Kp value for `2SO_(2(g)) + O_(2(g)) hArr 2SO_(3(g)) ` is 5.0 `atm^(-1)`. What is the cquilibrium partial pressure of `O_(2)` if the equilibrium pressures of `SO_(2) and SO_(3)` are equal ?

To solve the problem, we need to find the equilibrium partial pressure of \( O_2 \) given that the equilibrium pressures of \( SO_2 \) and \( SO_3 \) are equal.
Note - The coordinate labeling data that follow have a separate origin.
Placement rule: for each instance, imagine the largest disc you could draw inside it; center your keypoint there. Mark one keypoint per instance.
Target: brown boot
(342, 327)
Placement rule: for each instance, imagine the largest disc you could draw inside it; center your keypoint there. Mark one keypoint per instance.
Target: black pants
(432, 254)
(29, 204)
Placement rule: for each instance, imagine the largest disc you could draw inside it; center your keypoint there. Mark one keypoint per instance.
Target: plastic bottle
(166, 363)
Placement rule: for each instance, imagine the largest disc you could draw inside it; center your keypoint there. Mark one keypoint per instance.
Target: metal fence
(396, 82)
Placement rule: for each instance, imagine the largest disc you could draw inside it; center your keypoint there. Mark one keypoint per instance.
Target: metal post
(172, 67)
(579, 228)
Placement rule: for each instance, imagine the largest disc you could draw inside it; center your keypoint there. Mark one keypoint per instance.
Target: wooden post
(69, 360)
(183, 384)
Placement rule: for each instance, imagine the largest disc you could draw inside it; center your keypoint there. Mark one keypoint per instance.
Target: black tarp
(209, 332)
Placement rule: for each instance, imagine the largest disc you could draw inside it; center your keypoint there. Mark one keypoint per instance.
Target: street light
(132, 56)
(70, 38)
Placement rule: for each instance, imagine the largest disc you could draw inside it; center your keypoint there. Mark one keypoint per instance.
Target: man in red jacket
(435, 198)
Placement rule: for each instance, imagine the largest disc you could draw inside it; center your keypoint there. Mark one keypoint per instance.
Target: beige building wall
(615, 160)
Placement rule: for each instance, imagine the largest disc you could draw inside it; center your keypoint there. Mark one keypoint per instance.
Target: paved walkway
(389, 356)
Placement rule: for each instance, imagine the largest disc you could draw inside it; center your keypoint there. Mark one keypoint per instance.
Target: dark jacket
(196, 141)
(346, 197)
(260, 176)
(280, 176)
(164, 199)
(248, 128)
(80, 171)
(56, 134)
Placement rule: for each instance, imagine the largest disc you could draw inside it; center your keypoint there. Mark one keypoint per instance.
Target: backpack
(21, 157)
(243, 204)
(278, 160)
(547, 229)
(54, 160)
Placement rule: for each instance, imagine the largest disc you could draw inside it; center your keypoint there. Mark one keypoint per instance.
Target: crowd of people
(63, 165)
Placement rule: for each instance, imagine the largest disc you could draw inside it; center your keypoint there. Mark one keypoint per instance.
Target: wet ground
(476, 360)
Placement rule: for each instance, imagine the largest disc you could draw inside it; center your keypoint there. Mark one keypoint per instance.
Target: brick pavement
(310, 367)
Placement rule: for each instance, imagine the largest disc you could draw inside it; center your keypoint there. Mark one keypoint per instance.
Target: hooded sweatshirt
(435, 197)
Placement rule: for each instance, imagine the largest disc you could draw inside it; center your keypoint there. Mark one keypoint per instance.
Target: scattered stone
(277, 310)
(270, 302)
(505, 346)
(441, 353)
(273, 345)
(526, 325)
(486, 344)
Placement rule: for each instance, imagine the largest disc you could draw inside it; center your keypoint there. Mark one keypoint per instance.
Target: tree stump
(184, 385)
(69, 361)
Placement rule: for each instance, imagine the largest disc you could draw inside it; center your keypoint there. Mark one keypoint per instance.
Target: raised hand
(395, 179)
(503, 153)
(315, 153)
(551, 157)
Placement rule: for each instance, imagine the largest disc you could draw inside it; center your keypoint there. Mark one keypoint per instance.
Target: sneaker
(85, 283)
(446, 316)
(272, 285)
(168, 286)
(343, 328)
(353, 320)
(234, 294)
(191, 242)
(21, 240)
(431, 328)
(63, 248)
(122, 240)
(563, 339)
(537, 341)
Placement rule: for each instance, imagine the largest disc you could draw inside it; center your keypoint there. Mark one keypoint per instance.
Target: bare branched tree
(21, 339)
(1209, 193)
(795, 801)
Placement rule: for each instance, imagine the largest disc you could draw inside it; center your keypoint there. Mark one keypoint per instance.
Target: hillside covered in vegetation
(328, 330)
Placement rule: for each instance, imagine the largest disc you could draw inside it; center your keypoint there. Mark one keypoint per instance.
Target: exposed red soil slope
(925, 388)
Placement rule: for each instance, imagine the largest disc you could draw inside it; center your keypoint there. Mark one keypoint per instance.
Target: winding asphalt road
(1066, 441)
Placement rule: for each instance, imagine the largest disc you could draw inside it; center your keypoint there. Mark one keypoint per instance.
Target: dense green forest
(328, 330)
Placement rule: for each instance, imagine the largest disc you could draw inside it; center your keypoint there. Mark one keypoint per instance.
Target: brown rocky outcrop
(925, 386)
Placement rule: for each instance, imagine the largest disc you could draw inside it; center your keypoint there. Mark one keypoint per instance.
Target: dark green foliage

We are also given the equilibrium constant \( K_p \) for the reaction: \[ 2SO_2(g) + O_2(g) \rightleftharpoons 2SO_3(g) \] with \( K_p = 5.0 \, \text{atm}^{-1} \). ### Step-by-Step Solution: 1. **Write the expression for \( K_p \)**: The equilibrium constant \( K_p \) for the reaction is given by the formula: \[ K_p = \frac{(P_{SO_3})^2}{(P_{SO_2})^2 \cdot (P_{O_2})} \] 2. **Let the equilibrium pressures be defined**: Since the equilibrium pressures of \( SO_2 \) and \( SO_3 \) are equal, we can denote their pressures as \( P \): \[ P_{SO_2} = P \quad \text{and} \quad P_{SO_3} = P \] 3. **Substitute the pressures into the \( K_p \) expression**: Substituting \( P \) into the \( K_p \) expression, we get: \[ K_p = \frac{(P)^2}{(P)^2 \cdot (P_{O_2})} \] 4. **Simplify the equation**: The \( (P)^2 \) terms in the numerator and denominator cancel out: \[ K_p = \frac{1}{P_{O_2}} \] 5. **Rearrange to find \( P_{O_2} \)**: Rearranging the equation gives: \[ P_{O_2} = \frac{1}{K_p} \] 6. **Substitute the value of \( K_p \)**: Now substituting the given value of \( K_p = 5.0 \, \text{atm}^{-1} \): \[ P_{O_2} = \frac{1}{5.0} = 0.2 \, \text{atm} \] ### Conclusion: The equilibrium partial pressure of \( O_2 \) is \( 0.2 \, \text{atm} \).